Today I found a very strange problem. I ran Redhat Enterprise Linux 6, and the CPU was Intel E31275 (4 cores, 8 threads). I found one kernel thread (I called it as my_thread) didn't work correctly. With "ps" command, I found the status of my_thread was always running:
ps ax
5545 ? R 3:14 [my_thread]
15774 ttyS0 Ss 0:00 -bash
...
But its running time was always 3:14. Since it ws running, why didn't the total time increase? From the proc file /proc/5545/sched, I found the all statistics including wakeups count (se.nr_wakeups) for this thread was always the same, too.
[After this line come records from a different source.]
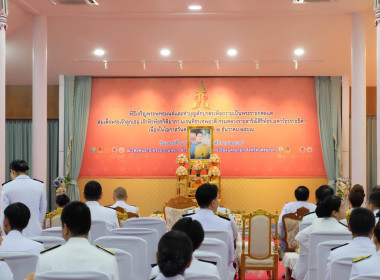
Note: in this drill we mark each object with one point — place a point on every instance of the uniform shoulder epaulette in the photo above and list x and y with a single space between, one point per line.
38 180
105 250
214 263
361 258
49 249
332 249
189 214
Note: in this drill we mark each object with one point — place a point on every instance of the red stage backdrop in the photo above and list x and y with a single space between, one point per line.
263 126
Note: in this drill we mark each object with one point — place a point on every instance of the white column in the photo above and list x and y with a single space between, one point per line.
3 28
346 126
39 123
61 140
358 100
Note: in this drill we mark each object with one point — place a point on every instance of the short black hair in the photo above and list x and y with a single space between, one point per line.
92 190
323 191
205 194
19 165
327 206
302 193
362 221
192 228
18 215
175 251
374 199
62 200
77 217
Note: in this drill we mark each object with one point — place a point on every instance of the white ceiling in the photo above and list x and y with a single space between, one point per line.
266 30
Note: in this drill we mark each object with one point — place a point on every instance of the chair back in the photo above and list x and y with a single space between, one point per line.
74 275
49 241
212 257
323 251
318 237
290 223
20 263
136 246
152 223
341 269
175 208
54 231
98 229
124 263
149 235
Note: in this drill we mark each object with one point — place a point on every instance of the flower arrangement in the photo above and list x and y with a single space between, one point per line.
182 159
215 159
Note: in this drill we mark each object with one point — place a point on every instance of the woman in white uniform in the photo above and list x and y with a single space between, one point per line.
174 255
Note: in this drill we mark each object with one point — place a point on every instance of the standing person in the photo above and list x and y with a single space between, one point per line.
27 191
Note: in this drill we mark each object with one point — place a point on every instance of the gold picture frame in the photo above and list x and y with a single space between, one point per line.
200 148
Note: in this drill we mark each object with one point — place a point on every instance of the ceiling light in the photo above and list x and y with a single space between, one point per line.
165 52
299 51
232 52
99 52
195 7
From /proc/5545/stack, I found this thread called this function and never returned:
interruptible_sleep_on_timeout(&q, 3*HZ);
In theory this function would return every 3 seconds if no other threads woke up the thread. Each time after the function returned, se.nr_wakeups in /proc/5545/sched would be increased by 1. But this never happened after I found the thread had some problems.
Does any one have some ideas? Is it possible that interruptible_sleep_on_timeout() never returns?
Update: I find the problem won't occur if I set CPU affinity for this thread. If I pin it to a dedicated core, then everything is OK. Are there any problems with SMP scheduling?
Update again: After I disalbe hyperthread in BIOS, I have not seen such a problem until now.